Believe it or not, that’s not too far off from the way it used to be.

Way back in the day it was done as a combination. Men would complete feats of strength, then pose their pumped up muscles I kid you not.

Hence why the Olympia trophy was called the Sandow. Sandow would do his strongman lifts then after doing this he would do his “muscle display performances”

hmmm, business opportunity maybe :wink:

It’s for women. It gives women nice asses. That’s it.
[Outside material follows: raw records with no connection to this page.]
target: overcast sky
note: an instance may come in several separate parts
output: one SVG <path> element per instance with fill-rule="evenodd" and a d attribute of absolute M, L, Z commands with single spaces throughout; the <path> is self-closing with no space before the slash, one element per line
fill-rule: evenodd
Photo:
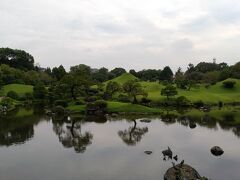
<path fill-rule="evenodd" d="M 240 60 L 239 0 L 0 0 L 0 47 L 41 66 L 137 70 Z"/>

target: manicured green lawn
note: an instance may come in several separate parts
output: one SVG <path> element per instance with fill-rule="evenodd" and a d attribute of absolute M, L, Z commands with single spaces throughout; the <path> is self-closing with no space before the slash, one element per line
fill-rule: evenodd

oh look, this thread again

Crossfit always gets discussed to death, and while I’m neither a fan, nor a not-fan (whatever you’d call that), I will note that while the women who engage in this style of training usually end up looking amazing, I’ve never seen a guy sporting ‘respectable’ levels of muscle mass from it.

S

[quote]deadsquat wrote:
The way i see it, someone has just taken all types of fitness training (strongman, olympic lifting and endurance conditioning) put it into a circuit or some sort of periodised plan and called it CROSS FIT.
[/quote]

More like take pieces of each, write them on pieces of paper, throw it all in a hat, pick them out at random, then say doing that will produce a 700lb deadlift, competitive 5k+ run times, and an “elite” athlete.

Not to mention attracting people stupid enough to do the above, he’s actually a coach and his wife won or placed top 3 in one of the earlier games.
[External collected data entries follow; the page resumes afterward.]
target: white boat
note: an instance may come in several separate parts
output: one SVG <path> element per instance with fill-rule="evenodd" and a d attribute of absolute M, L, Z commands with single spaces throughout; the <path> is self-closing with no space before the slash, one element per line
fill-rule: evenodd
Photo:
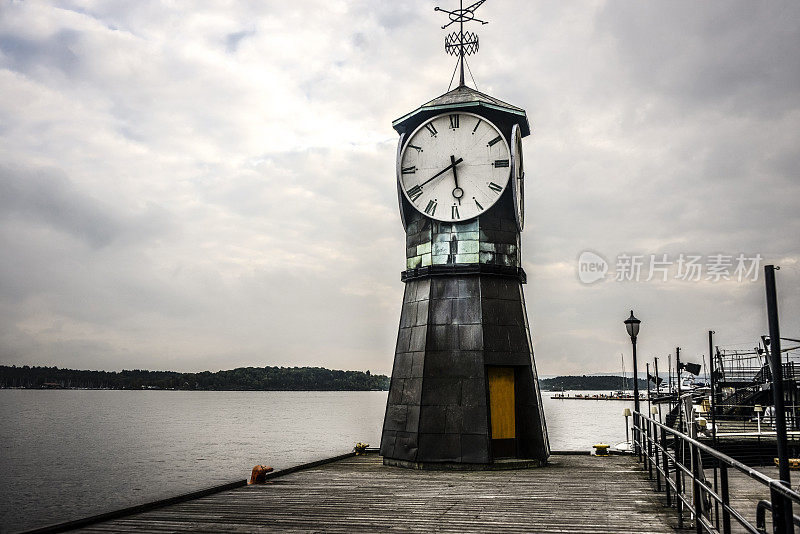
<path fill-rule="evenodd" d="M 617 443 L 611 448 L 619 452 L 633 452 L 633 443 L 630 441 L 623 441 L 621 443 Z"/>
Crossfit… Forging elite athletes?

[quote]theuofh wrote:
Crossfit… Forging elite athletes?[/quote]

More like forging dipshits. Who should be thrown back in the forge.

OP, here is the link to a post here on T-Nation.

it gives women fabulous arses.

Annie Sakamoto gives me hard-on

I do it 2-3 days per week because it makes me do cardio.

[quote]theuofh wrote:
Crossfit… Forging elite athletes?[/quote]

All I see is a skinny guy on a tire lifting a weight a 8 year old chinese could lift…

I do wish my gym had some of their equipment. I have seen a crossfit gym in my town that does the traditional crossfit program, but they also have a seperate Oly program. The only problem… $300 a month membership.
I wouldn’t mind doing some crossfit exercises in the spring/fall outside as a change of pace program.
My problem with crossfit is its randomness, PICK A GOAL!! how can you run a 5 or 10k for time one day, then max deadlift or squat, the next day. Its a jack of all trades, master of none training.
I read somewhere that 80% of people who start crossfit quit in 1 year, probably because the intensity is so high. I change my training up every 3-4 months to work on a new goal whether it is conditioning, fat loss, Power, strength, strongman training etc.
Crossfit tries to do everything all the time, if they periodized the training and focused on goals ie do oly lifts/ plyometrics in fall, powerlifts winter, and conditioning/ and bodyweight exercises or strongman training in the spring /summer.

P.S. that guy in the pic should be charged with child endangerment and his kid taken away by human services, what a dumbass!! Good way to get your child killed or permanently disabled dipshit! What an A- hole!